Photo-Opportunities.
Need a job? Just get in-between Dubya and his new talking points. “The Energy Department said it has come up with $5 million to immediately restore jobs cut at a renewable energy laboratory President George W. Bush will visit on Tuesday, avoiding a potentially embarrassing moment as the president promotes his energy plan.“
Full-Court Press.
The WP surveys the recent White House campaign to prevent Senate oversight into the NSA wiretaps. “Hagel and Snowe declined interview requests after the meeting, but sources close to them say they bridle at suggestions that they buckled under administration heat.” Well, then, Senators, what do you want to call it?
Boehner bides his time.
Surprise, surprise: When it comes to cleaning the money out of Congress, the GOP are playing to form. “The rush to revise ethics laws in the wake of the Jack Abramoff political corruption scandal has turned into more of a saunter…The primary holdup is in the House…[where] progress was slowed by the election two weeks ago of a new majority leader, Rep. John A. Boehner (R-Ohio), who has a different notion of what ‘reform’ should entail.”
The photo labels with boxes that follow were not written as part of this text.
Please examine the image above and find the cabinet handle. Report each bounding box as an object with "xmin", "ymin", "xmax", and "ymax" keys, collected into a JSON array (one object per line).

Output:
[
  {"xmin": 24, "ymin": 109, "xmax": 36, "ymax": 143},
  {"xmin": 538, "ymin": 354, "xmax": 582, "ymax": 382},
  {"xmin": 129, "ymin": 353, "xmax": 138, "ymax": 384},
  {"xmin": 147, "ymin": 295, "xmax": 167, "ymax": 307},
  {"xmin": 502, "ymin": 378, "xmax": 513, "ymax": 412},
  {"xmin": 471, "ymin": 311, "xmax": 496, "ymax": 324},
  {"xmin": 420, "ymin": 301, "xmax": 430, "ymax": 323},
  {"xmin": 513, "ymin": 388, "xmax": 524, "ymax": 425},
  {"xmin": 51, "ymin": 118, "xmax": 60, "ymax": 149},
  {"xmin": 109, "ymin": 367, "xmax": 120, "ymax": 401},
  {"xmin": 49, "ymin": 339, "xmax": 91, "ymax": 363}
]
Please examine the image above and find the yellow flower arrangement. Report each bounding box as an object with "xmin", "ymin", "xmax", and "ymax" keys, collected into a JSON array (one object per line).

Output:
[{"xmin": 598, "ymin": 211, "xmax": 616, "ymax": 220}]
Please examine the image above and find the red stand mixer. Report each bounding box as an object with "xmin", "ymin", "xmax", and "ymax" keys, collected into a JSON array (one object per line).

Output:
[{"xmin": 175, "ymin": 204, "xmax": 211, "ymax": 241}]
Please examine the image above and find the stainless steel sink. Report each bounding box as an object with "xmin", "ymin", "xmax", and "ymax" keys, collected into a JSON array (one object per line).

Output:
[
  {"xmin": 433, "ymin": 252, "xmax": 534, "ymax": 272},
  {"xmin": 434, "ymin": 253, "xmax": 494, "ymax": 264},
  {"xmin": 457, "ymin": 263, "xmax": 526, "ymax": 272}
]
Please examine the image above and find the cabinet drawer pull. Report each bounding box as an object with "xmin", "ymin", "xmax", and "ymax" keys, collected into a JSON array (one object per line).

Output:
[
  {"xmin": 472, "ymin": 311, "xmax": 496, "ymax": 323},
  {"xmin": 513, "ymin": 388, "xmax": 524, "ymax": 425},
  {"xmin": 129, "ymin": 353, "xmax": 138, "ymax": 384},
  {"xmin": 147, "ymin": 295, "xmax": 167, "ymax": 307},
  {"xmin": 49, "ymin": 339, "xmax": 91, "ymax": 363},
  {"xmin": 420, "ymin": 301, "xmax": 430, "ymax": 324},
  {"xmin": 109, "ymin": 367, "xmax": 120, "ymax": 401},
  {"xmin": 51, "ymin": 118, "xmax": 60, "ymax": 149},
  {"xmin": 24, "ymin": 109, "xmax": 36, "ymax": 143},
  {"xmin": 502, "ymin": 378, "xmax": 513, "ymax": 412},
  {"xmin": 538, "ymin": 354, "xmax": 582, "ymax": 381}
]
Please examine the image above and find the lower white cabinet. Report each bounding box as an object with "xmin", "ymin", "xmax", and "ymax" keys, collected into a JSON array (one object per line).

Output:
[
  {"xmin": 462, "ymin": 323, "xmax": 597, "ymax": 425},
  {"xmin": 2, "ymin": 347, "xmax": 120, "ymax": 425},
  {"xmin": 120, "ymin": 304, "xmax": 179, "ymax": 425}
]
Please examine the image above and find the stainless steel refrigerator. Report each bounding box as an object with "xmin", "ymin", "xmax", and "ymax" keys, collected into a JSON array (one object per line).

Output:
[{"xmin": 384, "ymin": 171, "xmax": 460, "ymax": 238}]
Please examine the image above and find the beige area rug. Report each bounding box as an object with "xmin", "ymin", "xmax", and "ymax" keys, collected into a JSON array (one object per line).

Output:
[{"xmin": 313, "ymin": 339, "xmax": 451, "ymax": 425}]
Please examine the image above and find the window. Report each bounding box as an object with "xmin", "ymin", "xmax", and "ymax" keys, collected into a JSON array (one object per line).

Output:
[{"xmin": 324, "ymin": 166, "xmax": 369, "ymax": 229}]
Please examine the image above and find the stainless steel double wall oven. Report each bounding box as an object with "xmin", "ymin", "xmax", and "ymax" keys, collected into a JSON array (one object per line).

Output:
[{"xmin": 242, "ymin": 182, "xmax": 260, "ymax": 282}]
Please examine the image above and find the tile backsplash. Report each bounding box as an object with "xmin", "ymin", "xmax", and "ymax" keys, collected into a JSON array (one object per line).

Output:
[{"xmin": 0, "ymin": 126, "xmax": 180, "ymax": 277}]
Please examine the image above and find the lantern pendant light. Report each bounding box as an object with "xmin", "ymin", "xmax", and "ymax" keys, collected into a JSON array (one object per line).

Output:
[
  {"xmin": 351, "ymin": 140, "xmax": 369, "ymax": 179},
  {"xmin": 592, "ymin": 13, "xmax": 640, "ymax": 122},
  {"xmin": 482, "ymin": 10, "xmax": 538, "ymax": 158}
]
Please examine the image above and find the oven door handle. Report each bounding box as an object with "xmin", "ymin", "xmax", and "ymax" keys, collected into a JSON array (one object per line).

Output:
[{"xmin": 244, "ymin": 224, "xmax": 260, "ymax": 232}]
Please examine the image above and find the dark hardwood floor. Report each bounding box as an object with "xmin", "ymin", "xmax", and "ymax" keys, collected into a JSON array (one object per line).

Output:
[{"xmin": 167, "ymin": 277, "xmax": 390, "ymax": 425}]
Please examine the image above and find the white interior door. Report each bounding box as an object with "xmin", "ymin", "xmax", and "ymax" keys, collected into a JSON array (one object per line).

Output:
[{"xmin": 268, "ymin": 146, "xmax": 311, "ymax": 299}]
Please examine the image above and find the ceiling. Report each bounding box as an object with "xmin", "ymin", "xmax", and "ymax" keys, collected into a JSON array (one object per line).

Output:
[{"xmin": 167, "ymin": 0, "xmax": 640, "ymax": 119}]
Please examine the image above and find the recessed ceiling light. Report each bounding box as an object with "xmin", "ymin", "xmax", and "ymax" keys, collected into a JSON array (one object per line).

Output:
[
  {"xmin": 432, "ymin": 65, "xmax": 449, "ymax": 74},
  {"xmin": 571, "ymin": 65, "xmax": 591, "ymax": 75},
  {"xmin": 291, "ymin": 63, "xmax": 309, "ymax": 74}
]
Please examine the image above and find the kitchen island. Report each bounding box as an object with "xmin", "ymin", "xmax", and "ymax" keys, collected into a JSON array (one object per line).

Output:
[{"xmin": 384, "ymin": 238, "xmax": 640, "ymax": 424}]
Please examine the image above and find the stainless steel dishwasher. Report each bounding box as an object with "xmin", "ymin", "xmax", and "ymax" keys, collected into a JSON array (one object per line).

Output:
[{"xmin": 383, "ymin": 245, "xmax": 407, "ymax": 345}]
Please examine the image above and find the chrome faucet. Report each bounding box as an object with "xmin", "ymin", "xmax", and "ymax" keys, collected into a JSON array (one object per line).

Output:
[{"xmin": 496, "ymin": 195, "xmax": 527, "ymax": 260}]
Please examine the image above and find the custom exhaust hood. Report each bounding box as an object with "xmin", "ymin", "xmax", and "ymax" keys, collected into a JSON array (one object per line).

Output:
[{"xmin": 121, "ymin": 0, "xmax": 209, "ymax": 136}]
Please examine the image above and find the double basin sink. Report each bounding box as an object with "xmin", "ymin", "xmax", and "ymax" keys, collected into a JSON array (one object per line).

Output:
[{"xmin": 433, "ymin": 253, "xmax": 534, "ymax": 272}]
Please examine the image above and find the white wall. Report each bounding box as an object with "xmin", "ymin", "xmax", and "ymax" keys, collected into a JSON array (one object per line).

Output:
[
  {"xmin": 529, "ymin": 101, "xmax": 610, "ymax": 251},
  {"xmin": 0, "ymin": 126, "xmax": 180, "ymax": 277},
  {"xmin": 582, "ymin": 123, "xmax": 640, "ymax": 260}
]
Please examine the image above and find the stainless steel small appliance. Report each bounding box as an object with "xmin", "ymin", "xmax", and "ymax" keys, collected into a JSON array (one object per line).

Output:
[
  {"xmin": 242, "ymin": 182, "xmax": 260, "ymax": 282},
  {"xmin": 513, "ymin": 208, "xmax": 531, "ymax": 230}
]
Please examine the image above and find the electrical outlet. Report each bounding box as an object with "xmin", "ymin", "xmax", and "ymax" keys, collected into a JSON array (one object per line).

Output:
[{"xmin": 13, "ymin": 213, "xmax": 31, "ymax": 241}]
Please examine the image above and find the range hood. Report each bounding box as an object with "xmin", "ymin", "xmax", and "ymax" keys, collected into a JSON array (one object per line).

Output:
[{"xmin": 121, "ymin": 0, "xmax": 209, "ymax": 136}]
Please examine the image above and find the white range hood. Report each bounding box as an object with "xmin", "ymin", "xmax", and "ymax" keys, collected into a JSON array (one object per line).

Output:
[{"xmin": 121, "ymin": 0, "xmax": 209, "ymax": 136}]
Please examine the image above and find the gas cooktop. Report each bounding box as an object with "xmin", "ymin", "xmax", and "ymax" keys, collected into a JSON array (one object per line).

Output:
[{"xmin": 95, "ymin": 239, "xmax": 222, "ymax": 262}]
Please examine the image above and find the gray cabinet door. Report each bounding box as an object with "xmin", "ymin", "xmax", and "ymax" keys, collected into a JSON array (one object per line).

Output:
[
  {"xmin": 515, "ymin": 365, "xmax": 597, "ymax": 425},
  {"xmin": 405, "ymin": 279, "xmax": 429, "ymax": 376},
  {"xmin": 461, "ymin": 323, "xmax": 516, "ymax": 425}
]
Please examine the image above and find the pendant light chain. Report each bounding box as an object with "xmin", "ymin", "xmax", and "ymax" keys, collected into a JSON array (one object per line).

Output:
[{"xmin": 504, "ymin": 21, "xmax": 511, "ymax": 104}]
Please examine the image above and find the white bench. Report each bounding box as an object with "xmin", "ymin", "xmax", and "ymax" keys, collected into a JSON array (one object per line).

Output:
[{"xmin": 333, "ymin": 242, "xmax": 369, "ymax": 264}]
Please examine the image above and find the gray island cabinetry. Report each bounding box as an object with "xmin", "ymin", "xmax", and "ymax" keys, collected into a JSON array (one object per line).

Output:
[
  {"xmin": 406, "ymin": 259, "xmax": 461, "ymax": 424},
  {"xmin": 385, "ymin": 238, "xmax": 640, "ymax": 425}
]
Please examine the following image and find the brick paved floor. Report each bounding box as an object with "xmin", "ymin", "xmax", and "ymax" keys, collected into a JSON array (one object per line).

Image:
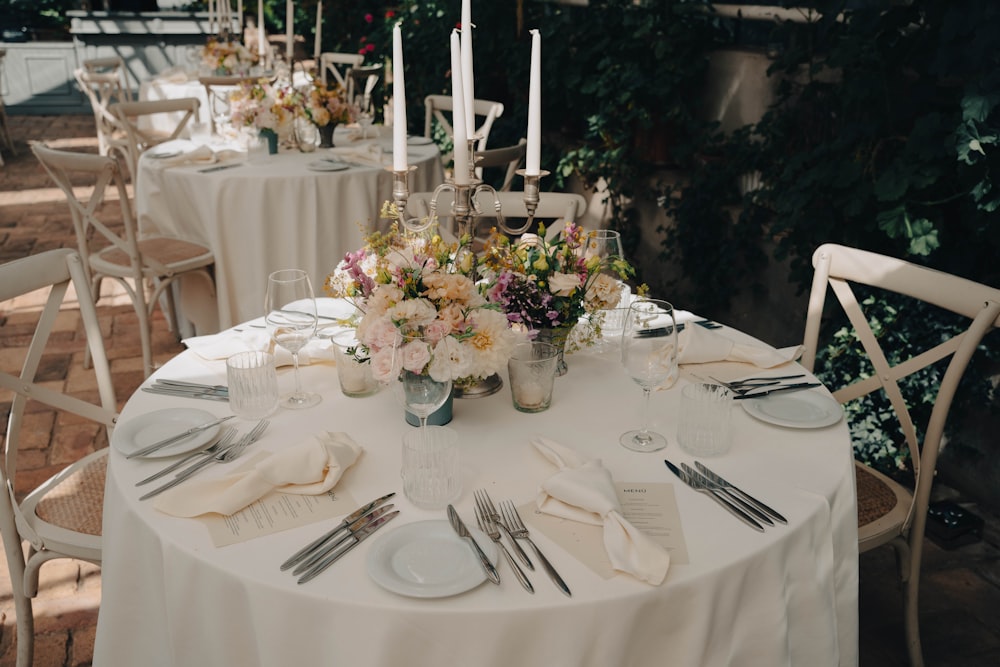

Delay for Jack = Jack outs DeLay?
The Justice Department, along with Casino Jack’s lawyers, ask for a delay of sentencing for Abramoff in the Suncruz case, so that he can continue working with the Feds on the bigger picture of GOP corruption. “‘Mr. Abramoff has been working very hard in terms of his cooperation,’ said Neal Sonnett, Abramoff’s attorney in Miami.” Let’s hope so.
Will to Power.
“[T]errorism is not the only new danger of this era. Another is the administration’s argument that because the president is commander in chief, he is the ‘sole organ for the nation in foreign affairs.'” From the Right, George Will makes the conservative case against Dubya’s “monarchical” pretensions regarding the NSA wiretaps. (Via Cliopatria.)
Gitmo Begone.
“We’ve always said that Guantanamo Bay was something that shouldn’t have happened.” A report by the UN Human Rights Commission argues that the US should shut down the Gitmo gulag immediately, a conclusion shared by Kofi Annan and — apparently — the British government. As to be expected from this gang, the White House is shrugging the criticism off.
Mediscared.
“Spawned by a White House under the influence of the pharmaceutical and insurance industries, rubber-stamped in a Congress bought by lobbyists for those interests, and imposed on the nation with prevarication, duplicity and outright bribery, the drug bill represents everything Americans hate about the federal government today.” Iraq, Abramoff, Plamegate, and the NSA wiretaps aside, Joe Conason sees the seeds of GOP doom in their Medicare fiasco, particularly since it’s become clear that they’ve been lowballing the price tag to the tune of $600 billion.